Part of the reason behind the Turkish initiative is concern in Ankara that tensions with the European Union could hurt the economy in the run-up to the elections, said Selim Sazak, a Washington-based fellow of the Delma Institute think-tank based in Abu Dhabi.
“Europe, by and large, is Turkey’s main trading zone,” Sazak said via Twitter. “So, they need to shore up some credit among European investors. Otherwise, the already strained economy would likely break under pressure.”
The charm offensive does not mark a return to Turkey’s pro-European reform period of the last decade. Sazak and other analysts described the new Turkish position as “transactional.”

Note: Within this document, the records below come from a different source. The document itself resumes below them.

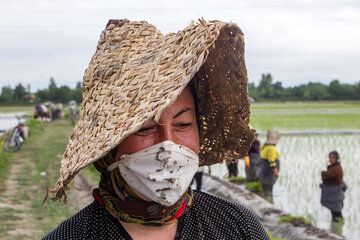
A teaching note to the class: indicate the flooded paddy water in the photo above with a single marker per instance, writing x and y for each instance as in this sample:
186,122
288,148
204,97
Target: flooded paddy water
297,189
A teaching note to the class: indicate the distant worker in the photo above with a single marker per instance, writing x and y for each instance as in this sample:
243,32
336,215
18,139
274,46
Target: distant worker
232,166
270,165
333,187
252,169
74,112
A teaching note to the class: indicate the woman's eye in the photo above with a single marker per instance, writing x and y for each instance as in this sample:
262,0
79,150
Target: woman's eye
146,130
184,125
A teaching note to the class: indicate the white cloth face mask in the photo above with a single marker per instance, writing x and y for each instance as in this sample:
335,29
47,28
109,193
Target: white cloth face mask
162,172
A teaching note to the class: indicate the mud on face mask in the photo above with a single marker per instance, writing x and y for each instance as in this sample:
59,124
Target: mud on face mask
162,172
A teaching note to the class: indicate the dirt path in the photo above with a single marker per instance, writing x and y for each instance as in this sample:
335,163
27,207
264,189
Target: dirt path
34,168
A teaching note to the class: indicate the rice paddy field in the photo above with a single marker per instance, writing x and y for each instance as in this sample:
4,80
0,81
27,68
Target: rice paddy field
303,157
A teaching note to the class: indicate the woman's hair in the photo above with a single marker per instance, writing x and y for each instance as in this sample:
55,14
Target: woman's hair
336,155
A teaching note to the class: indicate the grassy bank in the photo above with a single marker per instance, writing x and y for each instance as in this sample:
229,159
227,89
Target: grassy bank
28,109
305,116
37,164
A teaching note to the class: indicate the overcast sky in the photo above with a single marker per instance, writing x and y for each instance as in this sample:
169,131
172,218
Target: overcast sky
297,41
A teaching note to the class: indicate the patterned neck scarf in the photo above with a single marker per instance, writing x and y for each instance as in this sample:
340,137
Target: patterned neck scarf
122,203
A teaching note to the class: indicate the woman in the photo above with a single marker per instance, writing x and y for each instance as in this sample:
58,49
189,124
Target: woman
252,171
155,108
333,187
270,164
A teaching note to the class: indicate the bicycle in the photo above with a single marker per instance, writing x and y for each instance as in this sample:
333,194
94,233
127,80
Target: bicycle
14,142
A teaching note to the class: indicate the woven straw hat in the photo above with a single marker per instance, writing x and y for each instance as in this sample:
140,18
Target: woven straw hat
272,137
136,72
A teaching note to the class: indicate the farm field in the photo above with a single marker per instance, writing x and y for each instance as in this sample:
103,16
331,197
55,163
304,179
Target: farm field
304,157
16,109
305,116
297,190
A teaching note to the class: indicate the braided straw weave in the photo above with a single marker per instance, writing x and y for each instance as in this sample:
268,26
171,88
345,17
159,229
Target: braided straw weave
136,73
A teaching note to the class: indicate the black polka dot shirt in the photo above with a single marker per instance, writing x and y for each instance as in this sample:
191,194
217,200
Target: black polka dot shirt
210,217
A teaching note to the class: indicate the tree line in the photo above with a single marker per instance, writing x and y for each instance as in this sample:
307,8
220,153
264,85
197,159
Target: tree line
265,91
23,95
268,90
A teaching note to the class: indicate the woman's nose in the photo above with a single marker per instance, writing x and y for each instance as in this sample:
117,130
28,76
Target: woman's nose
165,134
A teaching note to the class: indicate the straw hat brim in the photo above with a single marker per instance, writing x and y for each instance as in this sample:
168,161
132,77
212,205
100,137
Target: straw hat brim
136,73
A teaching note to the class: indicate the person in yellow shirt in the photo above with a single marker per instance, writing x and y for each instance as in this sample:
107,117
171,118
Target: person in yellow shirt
270,165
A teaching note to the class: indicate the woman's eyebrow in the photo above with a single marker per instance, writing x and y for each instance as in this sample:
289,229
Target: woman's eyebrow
181,112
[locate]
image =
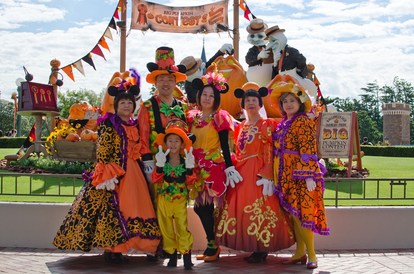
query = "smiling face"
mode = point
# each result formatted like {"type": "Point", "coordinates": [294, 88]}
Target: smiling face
{"type": "Point", "coordinates": [257, 39]}
{"type": "Point", "coordinates": [207, 99]}
{"type": "Point", "coordinates": [125, 108]}
{"type": "Point", "coordinates": [174, 143]}
{"type": "Point", "coordinates": [165, 84]}
{"type": "Point", "coordinates": [290, 105]}
{"type": "Point", "coordinates": [252, 105]}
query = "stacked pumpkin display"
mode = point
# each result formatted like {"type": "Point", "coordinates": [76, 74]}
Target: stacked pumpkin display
{"type": "Point", "coordinates": [74, 138]}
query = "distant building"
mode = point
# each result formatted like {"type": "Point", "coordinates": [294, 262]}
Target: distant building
{"type": "Point", "coordinates": [396, 123]}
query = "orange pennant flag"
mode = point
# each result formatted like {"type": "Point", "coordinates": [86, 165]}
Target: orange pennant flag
{"type": "Point", "coordinates": [116, 14]}
{"type": "Point", "coordinates": [102, 43]}
{"type": "Point", "coordinates": [69, 72]}
{"type": "Point", "coordinates": [97, 50]}
{"type": "Point", "coordinates": [121, 5]}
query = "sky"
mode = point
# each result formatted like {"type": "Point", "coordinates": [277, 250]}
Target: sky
{"type": "Point", "coordinates": [351, 43]}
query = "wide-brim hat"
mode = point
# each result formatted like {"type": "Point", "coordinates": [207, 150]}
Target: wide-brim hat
{"type": "Point", "coordinates": [295, 89]}
{"type": "Point", "coordinates": [273, 30]}
{"type": "Point", "coordinates": [256, 26]}
{"type": "Point", "coordinates": [192, 64]}
{"type": "Point", "coordinates": [178, 127]}
{"type": "Point", "coordinates": [165, 64]}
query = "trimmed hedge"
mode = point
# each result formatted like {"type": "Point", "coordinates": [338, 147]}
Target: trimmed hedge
{"type": "Point", "coordinates": [13, 142]}
{"type": "Point", "coordinates": [391, 151]}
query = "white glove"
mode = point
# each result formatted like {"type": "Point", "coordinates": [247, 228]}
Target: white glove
{"type": "Point", "coordinates": [268, 186]}
{"type": "Point", "coordinates": [108, 184]}
{"type": "Point", "coordinates": [232, 176]}
{"type": "Point", "coordinates": [322, 162]}
{"type": "Point", "coordinates": [161, 157]}
{"type": "Point", "coordinates": [310, 183]}
{"type": "Point", "coordinates": [263, 54]}
{"type": "Point", "coordinates": [149, 166]}
{"type": "Point", "coordinates": [189, 158]}
{"type": "Point", "coordinates": [226, 48]}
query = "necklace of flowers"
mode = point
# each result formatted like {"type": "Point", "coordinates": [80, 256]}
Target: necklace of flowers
{"type": "Point", "coordinates": [200, 122]}
{"type": "Point", "coordinates": [176, 171]}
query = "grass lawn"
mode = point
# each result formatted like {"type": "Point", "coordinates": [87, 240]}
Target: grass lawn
{"type": "Point", "coordinates": [379, 167]}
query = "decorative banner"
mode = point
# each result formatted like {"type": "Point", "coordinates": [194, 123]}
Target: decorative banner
{"type": "Point", "coordinates": [335, 134]}
{"type": "Point", "coordinates": [157, 17]}
{"type": "Point", "coordinates": [246, 10]}
{"type": "Point", "coordinates": [97, 48]}
{"type": "Point", "coordinates": [37, 96]}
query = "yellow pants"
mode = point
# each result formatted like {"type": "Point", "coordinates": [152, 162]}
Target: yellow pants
{"type": "Point", "coordinates": [172, 214]}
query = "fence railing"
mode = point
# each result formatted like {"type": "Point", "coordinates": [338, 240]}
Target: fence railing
{"type": "Point", "coordinates": [338, 191]}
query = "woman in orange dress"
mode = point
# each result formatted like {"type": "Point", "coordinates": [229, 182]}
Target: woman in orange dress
{"type": "Point", "coordinates": [251, 218]}
{"type": "Point", "coordinates": [212, 127]}
{"type": "Point", "coordinates": [300, 182]}
{"type": "Point", "coordinates": [113, 210]}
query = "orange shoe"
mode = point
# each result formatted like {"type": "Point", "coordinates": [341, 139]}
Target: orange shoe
{"type": "Point", "coordinates": [301, 260]}
{"type": "Point", "coordinates": [214, 257]}
{"type": "Point", "coordinates": [200, 257]}
{"type": "Point", "coordinates": [312, 265]}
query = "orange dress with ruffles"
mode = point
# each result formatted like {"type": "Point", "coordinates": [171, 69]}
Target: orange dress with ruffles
{"type": "Point", "coordinates": [248, 220]}
{"type": "Point", "coordinates": [119, 220]}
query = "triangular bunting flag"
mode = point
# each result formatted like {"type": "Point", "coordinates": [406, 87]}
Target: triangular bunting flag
{"type": "Point", "coordinates": [116, 14]}
{"type": "Point", "coordinates": [69, 72]}
{"type": "Point", "coordinates": [102, 43]}
{"type": "Point", "coordinates": [88, 59]}
{"type": "Point", "coordinates": [78, 65]}
{"type": "Point", "coordinates": [108, 34]}
{"type": "Point", "coordinates": [97, 50]}
{"type": "Point", "coordinates": [112, 24]}
{"type": "Point", "coordinates": [121, 5]}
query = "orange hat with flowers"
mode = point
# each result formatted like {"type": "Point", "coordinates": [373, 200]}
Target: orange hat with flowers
{"type": "Point", "coordinates": [294, 88]}
{"type": "Point", "coordinates": [165, 64]}
{"type": "Point", "coordinates": [178, 127]}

Ankara seeks political and economic rewards with the shift but could easily revert to its harsher approach should the need arise, they point out. Aykan Erdemir, a senior fellow at the Foundation for Defense of Democracies, a Washington think-tank, and a former Turkish lawmaker, said it is significant that Turkey does not make a new start with the European Union as a whole but with individual members.
“In 2018, the Turkish government will continue to treat relations with EU member states as transactional, oscillating between hostile rhetoric and pragmatic outreach as required by the quotidian needs of Erdogan’s electoral campaign,” Erdemir wrote via e-mail.
In a sign of how quickly ties could sour, Erdogan, during a news conference with Macron, angrily dismissed a question from a French reporter about suspected Turkish arms supplies to Syrian rebels. He also defended his government’s crackdown on journalists, saying some media workers encouraged terrorists. By contrast, Macron told Erdoğan that Turkey had to respect the rule of law and could not hope for progress in its EU accession talks.
Sazak said Erdoğan is also likely to seek a new agreement with the European Union on the refugee issue. Under a 2016 deal, Turkey is obliged to stop refugees from crossing from its territory to EU member Greece via the Aegean while the European Union pays Ankara billions of dollars to care for approximately 3 million Syrians in Turkey. The numbers of refugees arriving in Greece decreased significantly after the agreement went into force.
Erdoğan, however, is coming under increasing pressure at home as the cost for Turkey to feed and house the refugees climbs despite the EU payments, Sazak pointed out. “If Erdoğan could broker a ‘grand deal’ about refugees in the lead-up to the 2019 elections, that’s something he sorely needs,” he wrote.
Erdoğan said Turkey has spent about $30 billion on the refugees, a statement a new right-wing party in Turkey pounced on. Ümit Özdağ, a leader of the Good Party, which is challenging Erdoğan’s ruling Justice and Development Party, said in November that one out of three Syrians in Turkey was overweight while 1.25 million Turks lived below the poverty level. Özdağ’s figure came from Turkey’s Statistical Institute, which defines the poverty line for an individual as daily purchasing power of $4.30 or less and says 1.58% of Turks are below that line.
Sazak said the issue could put Erdoğan in a bind. “He’s spent $20+ billion in actual capital and a significant amount of political capital,” Sazak wrote about the Turkish president. “He’s already squeezed tight. He’s not in a position to invest anymore — he simply doesn’t have the capital.”